先に結論を書くと、まず確認するのは次の3つです。
- 送信用サーバー(SMTP)がオンになっているか
- SSLを使用する/しない、サーバポート番号がメールサービスの指定と合っているか
- ユーザー名とパスワード、またはキャリアメールのプロファイルが現在のものか
昔は「SSLをオフにすると直る」ケースもありましたが、現在は多くのメールサービスでSSL/TLSが前提です。

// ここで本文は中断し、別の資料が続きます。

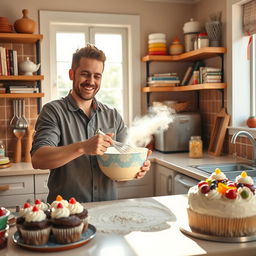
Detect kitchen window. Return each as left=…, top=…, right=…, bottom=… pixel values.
left=40, top=11, right=141, bottom=126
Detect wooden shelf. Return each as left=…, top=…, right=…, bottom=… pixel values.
left=0, top=33, right=43, bottom=44
left=142, top=83, right=227, bottom=93
left=142, top=47, right=227, bottom=62
left=0, top=93, right=44, bottom=99
left=0, top=75, right=44, bottom=81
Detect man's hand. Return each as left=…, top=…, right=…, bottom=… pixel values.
left=136, top=150, right=152, bottom=179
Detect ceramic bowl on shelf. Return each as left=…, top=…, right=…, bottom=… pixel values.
left=97, top=147, right=148, bottom=181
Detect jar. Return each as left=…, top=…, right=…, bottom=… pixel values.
left=0, top=140, right=5, bottom=158
left=189, top=136, right=203, bottom=158
left=169, top=39, right=184, bottom=55
left=197, top=33, right=209, bottom=49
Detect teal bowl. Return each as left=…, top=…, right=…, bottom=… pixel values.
left=97, top=147, right=148, bottom=181
left=0, top=209, right=10, bottom=230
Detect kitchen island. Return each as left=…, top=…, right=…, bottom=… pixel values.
left=3, top=195, right=256, bottom=256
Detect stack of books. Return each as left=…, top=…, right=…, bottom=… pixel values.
left=200, top=67, right=222, bottom=84
left=9, top=85, right=39, bottom=93
left=148, top=73, right=180, bottom=86
left=0, top=47, right=18, bottom=76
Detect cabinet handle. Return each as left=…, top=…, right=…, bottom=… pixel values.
left=0, top=185, right=10, bottom=191
left=167, top=175, right=172, bottom=195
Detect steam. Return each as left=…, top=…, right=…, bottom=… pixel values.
left=127, top=105, right=175, bottom=147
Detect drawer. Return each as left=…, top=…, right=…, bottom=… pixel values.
left=0, top=175, right=34, bottom=197
left=35, top=174, right=49, bottom=194
left=35, top=194, right=48, bottom=203
left=0, top=194, right=34, bottom=208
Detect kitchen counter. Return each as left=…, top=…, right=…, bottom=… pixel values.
left=3, top=195, right=256, bottom=256
left=0, top=151, right=244, bottom=179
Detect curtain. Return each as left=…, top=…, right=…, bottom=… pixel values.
left=243, top=0, right=256, bottom=35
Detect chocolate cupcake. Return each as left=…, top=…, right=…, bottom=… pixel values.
left=51, top=203, right=84, bottom=244
left=20, top=206, right=51, bottom=245
left=68, top=197, right=88, bottom=233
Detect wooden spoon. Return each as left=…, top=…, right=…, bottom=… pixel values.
left=13, top=129, right=26, bottom=163
left=24, top=125, right=35, bottom=162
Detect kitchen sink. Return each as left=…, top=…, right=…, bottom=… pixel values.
left=191, top=163, right=256, bottom=176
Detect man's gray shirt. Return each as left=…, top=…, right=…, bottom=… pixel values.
left=31, top=94, right=127, bottom=202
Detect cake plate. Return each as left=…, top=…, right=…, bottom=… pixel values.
left=180, top=223, right=256, bottom=243
left=12, top=224, right=96, bottom=252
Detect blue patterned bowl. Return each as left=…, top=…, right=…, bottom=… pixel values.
left=97, top=147, right=148, bottom=181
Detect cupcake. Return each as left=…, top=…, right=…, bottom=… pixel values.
left=51, top=195, right=68, bottom=208
left=20, top=206, right=51, bottom=245
left=68, top=197, right=88, bottom=233
left=35, top=199, right=51, bottom=219
left=16, top=203, right=32, bottom=235
left=51, top=203, right=84, bottom=244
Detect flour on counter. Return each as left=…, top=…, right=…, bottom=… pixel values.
left=88, top=201, right=175, bottom=234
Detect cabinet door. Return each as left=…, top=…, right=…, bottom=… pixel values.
left=117, top=164, right=154, bottom=199
left=35, top=174, right=49, bottom=194
left=0, top=175, right=34, bottom=198
left=155, top=164, right=175, bottom=196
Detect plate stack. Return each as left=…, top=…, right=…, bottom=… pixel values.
left=0, top=17, right=12, bottom=33
left=148, top=33, right=167, bottom=55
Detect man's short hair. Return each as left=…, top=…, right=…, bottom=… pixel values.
left=71, top=44, right=106, bottom=70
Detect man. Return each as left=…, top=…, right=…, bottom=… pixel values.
left=31, top=44, right=151, bottom=202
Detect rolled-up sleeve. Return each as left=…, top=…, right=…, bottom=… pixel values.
left=31, top=104, right=60, bottom=154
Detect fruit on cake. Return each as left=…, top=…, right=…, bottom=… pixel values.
left=187, top=168, right=256, bottom=237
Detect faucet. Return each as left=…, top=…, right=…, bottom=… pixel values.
left=231, top=131, right=256, bottom=166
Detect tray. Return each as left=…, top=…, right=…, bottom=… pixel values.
left=12, top=224, right=96, bottom=252
left=180, top=224, right=256, bottom=243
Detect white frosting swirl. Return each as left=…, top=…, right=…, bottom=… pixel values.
left=209, top=172, right=227, bottom=180
left=25, top=210, right=46, bottom=222
left=51, top=199, right=68, bottom=208
left=51, top=207, right=70, bottom=219
left=19, top=206, right=32, bottom=217
left=68, top=202, right=84, bottom=214
left=188, top=186, right=256, bottom=218
left=36, top=202, right=49, bottom=212
left=236, top=175, right=253, bottom=185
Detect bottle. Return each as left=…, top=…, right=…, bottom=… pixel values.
left=189, top=136, right=203, bottom=158
left=197, top=33, right=209, bottom=49
left=0, top=140, right=5, bottom=158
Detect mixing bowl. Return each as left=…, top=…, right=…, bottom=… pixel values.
left=97, top=147, right=148, bottom=181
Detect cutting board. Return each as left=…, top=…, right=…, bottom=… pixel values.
left=208, top=108, right=230, bottom=156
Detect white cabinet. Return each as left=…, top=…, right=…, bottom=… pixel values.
left=0, top=175, right=34, bottom=207
left=155, top=164, right=175, bottom=196
left=117, top=163, right=154, bottom=199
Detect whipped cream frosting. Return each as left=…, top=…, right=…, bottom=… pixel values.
left=68, top=202, right=84, bottom=214
left=51, top=199, right=68, bottom=208
left=236, top=175, right=253, bottom=185
left=19, top=206, right=32, bottom=217
left=188, top=185, right=256, bottom=218
left=25, top=210, right=46, bottom=222
left=51, top=206, right=70, bottom=219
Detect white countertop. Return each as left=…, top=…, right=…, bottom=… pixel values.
left=4, top=195, right=256, bottom=256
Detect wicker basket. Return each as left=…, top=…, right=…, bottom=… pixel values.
left=153, top=101, right=191, bottom=113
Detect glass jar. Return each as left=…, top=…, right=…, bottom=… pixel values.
left=189, top=136, right=203, bottom=158
left=0, top=140, right=5, bottom=158
left=197, top=33, right=209, bottom=49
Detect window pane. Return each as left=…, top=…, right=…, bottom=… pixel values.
left=57, top=62, right=72, bottom=98
left=95, top=34, right=123, bottom=62
left=56, top=32, right=85, bottom=63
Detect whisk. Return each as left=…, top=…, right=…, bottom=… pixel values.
left=96, top=129, right=137, bottom=154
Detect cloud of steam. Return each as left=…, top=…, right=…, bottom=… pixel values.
left=127, top=105, right=175, bottom=147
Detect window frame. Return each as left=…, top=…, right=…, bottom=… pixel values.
left=39, top=10, right=141, bottom=126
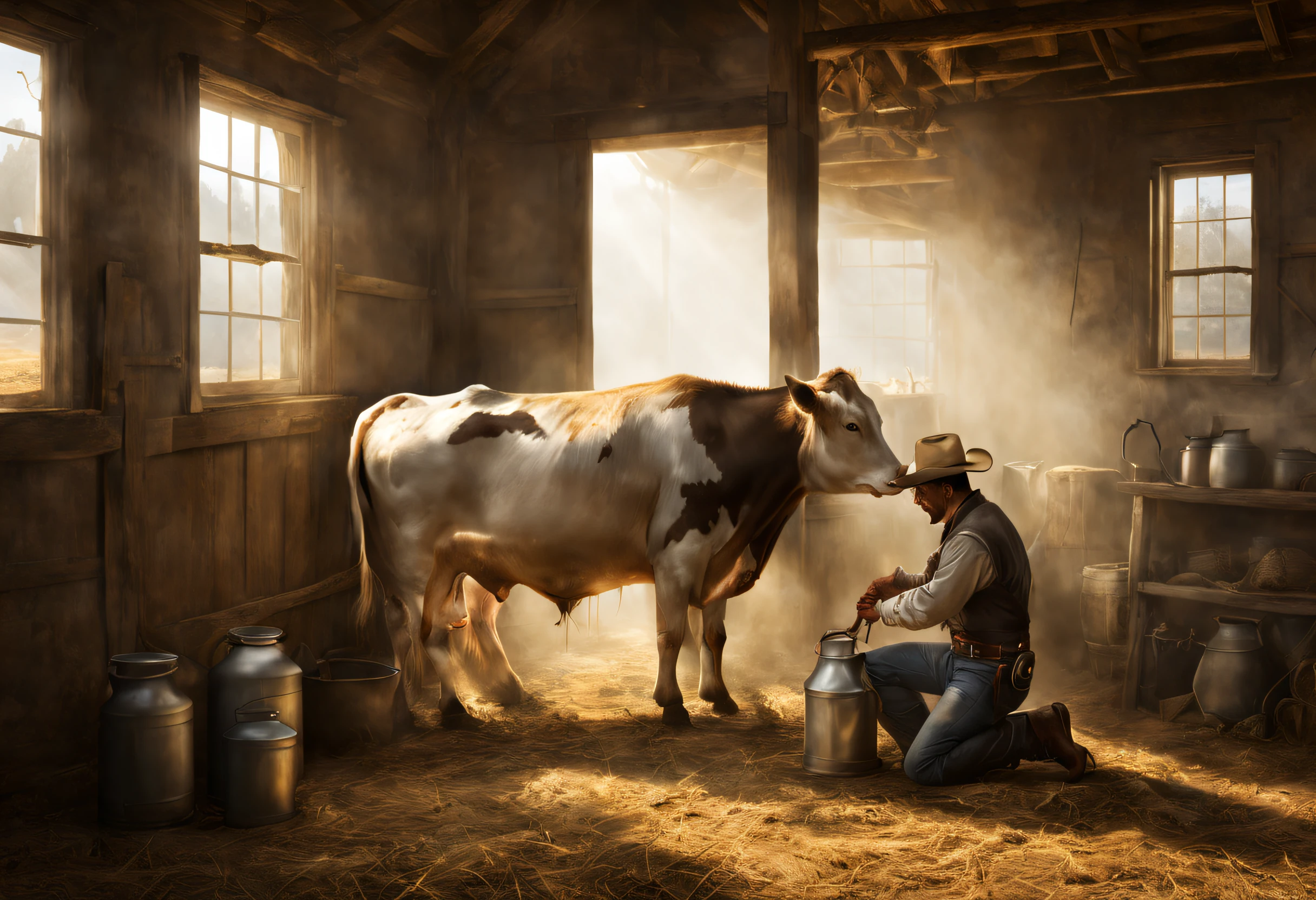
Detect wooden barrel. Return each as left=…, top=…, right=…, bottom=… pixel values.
left=1078, top=563, right=1129, bottom=653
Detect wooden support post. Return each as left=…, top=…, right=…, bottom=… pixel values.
left=767, top=0, right=819, bottom=386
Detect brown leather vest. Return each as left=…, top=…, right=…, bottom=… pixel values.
left=941, top=491, right=1033, bottom=645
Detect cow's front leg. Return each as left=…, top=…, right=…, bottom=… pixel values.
left=699, top=600, right=740, bottom=716
left=654, top=572, right=689, bottom=727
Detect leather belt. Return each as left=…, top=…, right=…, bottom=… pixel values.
left=950, top=634, right=1029, bottom=659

むやみにSSLをオフにするより、まずは契約中のメールサービスが指定している設定に合わせるのが安全です。
まず確認する設定の早見表
| 症状 | 最初に見る場所 | よくある原因 |
|---|---|---|
| 受信はできるが送信できない | SMTP / プライマリサーバ | 送信用サーバーがオフ、ポート違い、SSL設定違い |
| 「送信用サーバーへの接続に失敗しました」 | SMTPのホスト名・SSL・ポート | smtpサーバー名、465/587、認証情報の不一致 |
| auメールだけ送れない | auメール初期設定 / プロファイル | プロファイル未設定、Wi-Fi接続のまま初期設定している |
| docomoメールだけ送れない | ドコモメール利用設定 / IMAP専用パスワード | IMAP専用パスワード未設定、古い認証情報 |
| SoftBankのEメール(i)だけ送れない | smtp.softbank.jp | SSLオフ、ポート番号が465以外 |
| iCloudメールだけ送れない | iCloudアカウント / smtp.mail.me.com | iCloud設定、Apple Account、TLS/SSL設定の不一致 |
iPhoneでSMTP設定を開く場所
iOSのバージョンによって、メールアカウント設定の場所が少し違います。
- iOS 18以降: 設定 → アプリ → メール → メールアカウント → 対象アカウント → アカウント設定 → SMTP
- iOS 14〜17: 設定 → メール → アカウント → 対象アカウント → アカウント → SMTP
- iOS 13以前: 設定 → パスワードとアカウント → 対象アカウント → アカウント → SMTP
SMTPを開いたら、プライマリサーバをタップします。ここで「サーバ」がオンになっているか、ホスト名、ユーザー名、パスワード、SSL、サーバポートを確認します。
送信用サーバーへの接続に失敗した時の直し方
1. SMTPサーバーがオンになっているか確認する
SMTP画面で、使っている送信用サーバーがオフになっているとメールは送信できません。まずはプライマリサーバを開き、サーバがオンになっているか確認してください。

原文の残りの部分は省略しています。